Nicht nur, das wir Frauen meist große Männer bevorzugen, nee, sie müssen uns schon auch das Gefühl von Sicherheit und Geborgenheit vermitteln können.
Und jeder Mann weiß nahezu instinktiv, dass Frauen ein hohes Schutzbedürfnis haben. Noch dazu strahlen Männer mit Muskeln und einer guten körperlichen Fitness Gesundheit und Wohlbefinden aus.
Trotzdem, nicht alle Frauen stehen auf Muskeln, schon gar nicht, wenn sie bergeweise aufgepumpt sind und eher nach körperfremden Deformationen als nach Muskeln aussehen. Das schreckt die meisten Damen vor allzu bepackten „Muskelprotzen“ zurück.
Das ästhetische Empfinden ist zwar von Frau zu Frau unterschiedlich, aber mal ganz ehrlich, nur die wenigsten Frauen fühlen sich zu exorbitanten Muskelpaketen hingezogen.
Was vielleicht daran liegen mag, das die extremen Bodybuilder unter einem typischem Männer-Klischee leiden. Viele Muskeln und wenig im Köpfchen ist nur eines davon und wohl das meist verbreitete.

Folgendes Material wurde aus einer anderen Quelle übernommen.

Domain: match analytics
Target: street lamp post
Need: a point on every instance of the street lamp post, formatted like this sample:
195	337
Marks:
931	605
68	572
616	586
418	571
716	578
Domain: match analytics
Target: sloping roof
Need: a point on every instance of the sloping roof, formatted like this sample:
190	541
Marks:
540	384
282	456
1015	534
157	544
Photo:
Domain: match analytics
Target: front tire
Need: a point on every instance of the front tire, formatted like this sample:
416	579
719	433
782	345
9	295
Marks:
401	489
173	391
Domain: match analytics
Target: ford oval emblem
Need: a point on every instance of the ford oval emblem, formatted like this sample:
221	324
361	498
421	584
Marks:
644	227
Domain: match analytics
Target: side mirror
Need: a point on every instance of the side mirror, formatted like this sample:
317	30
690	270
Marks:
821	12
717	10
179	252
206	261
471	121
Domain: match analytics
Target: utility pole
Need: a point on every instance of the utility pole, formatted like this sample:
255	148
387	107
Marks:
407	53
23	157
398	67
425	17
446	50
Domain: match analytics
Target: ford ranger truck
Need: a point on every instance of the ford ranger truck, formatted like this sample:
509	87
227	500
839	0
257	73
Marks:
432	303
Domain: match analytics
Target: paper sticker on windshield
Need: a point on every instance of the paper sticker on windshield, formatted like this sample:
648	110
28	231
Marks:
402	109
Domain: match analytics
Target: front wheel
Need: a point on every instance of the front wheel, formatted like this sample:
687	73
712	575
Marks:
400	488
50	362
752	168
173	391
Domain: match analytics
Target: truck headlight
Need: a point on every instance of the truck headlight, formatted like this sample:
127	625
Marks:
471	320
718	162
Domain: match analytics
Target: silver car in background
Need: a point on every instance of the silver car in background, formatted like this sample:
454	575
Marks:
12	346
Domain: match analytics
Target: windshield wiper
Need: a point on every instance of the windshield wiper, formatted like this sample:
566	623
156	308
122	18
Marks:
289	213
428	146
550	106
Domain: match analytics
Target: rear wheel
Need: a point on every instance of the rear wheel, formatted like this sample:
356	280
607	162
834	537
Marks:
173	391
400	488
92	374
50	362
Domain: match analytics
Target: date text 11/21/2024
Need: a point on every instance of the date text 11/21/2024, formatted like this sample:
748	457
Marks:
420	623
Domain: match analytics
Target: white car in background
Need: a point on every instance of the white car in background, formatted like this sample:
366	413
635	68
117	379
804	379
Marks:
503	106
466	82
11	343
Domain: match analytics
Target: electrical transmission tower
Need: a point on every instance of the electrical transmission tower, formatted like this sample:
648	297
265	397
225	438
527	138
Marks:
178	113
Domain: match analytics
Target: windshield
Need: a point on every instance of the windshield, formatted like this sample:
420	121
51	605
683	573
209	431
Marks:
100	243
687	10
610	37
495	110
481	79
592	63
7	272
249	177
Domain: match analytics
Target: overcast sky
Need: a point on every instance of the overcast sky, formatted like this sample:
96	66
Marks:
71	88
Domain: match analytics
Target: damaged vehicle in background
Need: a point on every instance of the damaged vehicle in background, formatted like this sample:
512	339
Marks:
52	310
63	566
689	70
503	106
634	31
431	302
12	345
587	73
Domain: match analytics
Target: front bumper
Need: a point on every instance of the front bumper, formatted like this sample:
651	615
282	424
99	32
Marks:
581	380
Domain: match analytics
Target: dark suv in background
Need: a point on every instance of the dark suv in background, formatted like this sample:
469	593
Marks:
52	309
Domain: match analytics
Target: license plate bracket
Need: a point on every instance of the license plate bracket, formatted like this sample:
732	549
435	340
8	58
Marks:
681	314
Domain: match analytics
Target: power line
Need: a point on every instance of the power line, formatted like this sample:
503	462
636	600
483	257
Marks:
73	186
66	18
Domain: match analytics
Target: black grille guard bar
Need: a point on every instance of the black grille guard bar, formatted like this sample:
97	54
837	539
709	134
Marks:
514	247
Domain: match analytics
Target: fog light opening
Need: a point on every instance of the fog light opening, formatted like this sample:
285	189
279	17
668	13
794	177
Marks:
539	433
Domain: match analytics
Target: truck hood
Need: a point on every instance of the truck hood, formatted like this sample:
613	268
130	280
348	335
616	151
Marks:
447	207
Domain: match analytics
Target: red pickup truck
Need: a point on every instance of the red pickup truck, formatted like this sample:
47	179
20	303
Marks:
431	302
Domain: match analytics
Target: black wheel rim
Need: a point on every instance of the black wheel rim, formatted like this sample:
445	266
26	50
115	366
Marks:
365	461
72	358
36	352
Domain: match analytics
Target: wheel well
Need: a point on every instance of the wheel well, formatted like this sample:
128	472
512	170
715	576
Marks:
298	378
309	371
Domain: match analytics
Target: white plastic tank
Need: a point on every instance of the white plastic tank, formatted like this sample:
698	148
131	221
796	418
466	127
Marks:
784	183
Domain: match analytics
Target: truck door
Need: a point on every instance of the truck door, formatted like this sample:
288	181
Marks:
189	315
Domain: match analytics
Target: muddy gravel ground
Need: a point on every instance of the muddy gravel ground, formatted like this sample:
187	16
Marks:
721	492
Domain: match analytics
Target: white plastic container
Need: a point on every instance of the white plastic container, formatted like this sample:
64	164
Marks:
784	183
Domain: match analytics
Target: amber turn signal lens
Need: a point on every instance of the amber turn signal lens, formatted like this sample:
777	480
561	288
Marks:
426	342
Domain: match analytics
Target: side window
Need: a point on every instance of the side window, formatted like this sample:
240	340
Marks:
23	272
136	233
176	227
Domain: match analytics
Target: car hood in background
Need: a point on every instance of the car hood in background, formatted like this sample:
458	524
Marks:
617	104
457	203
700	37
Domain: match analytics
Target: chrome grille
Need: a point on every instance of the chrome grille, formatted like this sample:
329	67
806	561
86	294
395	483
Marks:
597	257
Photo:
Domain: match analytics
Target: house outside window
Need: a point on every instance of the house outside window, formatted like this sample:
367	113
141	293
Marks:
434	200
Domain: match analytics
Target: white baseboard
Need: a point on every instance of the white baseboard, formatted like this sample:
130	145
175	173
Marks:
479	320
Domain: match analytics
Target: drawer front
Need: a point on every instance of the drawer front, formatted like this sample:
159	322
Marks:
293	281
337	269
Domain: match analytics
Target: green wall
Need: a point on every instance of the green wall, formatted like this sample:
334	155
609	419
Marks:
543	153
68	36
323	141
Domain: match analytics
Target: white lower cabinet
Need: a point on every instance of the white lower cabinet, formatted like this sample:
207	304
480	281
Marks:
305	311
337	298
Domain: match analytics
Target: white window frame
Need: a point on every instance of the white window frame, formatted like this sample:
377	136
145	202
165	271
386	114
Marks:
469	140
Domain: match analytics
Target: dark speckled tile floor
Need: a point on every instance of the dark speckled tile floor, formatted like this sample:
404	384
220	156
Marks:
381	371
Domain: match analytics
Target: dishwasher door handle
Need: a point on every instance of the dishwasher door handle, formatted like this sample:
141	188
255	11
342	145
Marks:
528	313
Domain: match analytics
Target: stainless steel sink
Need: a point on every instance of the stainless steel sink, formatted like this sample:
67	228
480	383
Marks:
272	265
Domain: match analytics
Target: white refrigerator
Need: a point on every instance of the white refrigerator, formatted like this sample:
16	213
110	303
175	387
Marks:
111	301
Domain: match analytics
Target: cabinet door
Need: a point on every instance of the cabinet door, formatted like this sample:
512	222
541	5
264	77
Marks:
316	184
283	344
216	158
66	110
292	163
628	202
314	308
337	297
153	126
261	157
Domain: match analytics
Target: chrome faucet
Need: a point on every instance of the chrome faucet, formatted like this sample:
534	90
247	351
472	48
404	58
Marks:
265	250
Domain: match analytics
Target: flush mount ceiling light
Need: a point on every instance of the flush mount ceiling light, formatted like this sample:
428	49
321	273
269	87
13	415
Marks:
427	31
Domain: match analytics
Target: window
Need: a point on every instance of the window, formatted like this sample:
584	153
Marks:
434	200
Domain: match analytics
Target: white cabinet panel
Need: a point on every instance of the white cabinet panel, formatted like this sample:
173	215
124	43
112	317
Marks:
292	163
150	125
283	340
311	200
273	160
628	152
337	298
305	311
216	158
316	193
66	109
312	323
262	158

Leider ist dieses Klischee genauso in den Köpfen verankert, wie jenes, dass Frauen immer auf Muskeln stehen.
Die Wahrheit ist aber, wir Frauen lieben Männer, die auf ihr Äußeres achten und an sich arbeiten, solange es im Rahmen bleibt. Und dieser ist ja nur eine Frage, der Individualität. Von typisch-Frau kann man hier also so gar nicht reden ;-).
Ja, das sagt man uns gerne nach, das es typisch Frau sei, das wir immer alles sooo süß finden und dabei auch noch stets übertreiben.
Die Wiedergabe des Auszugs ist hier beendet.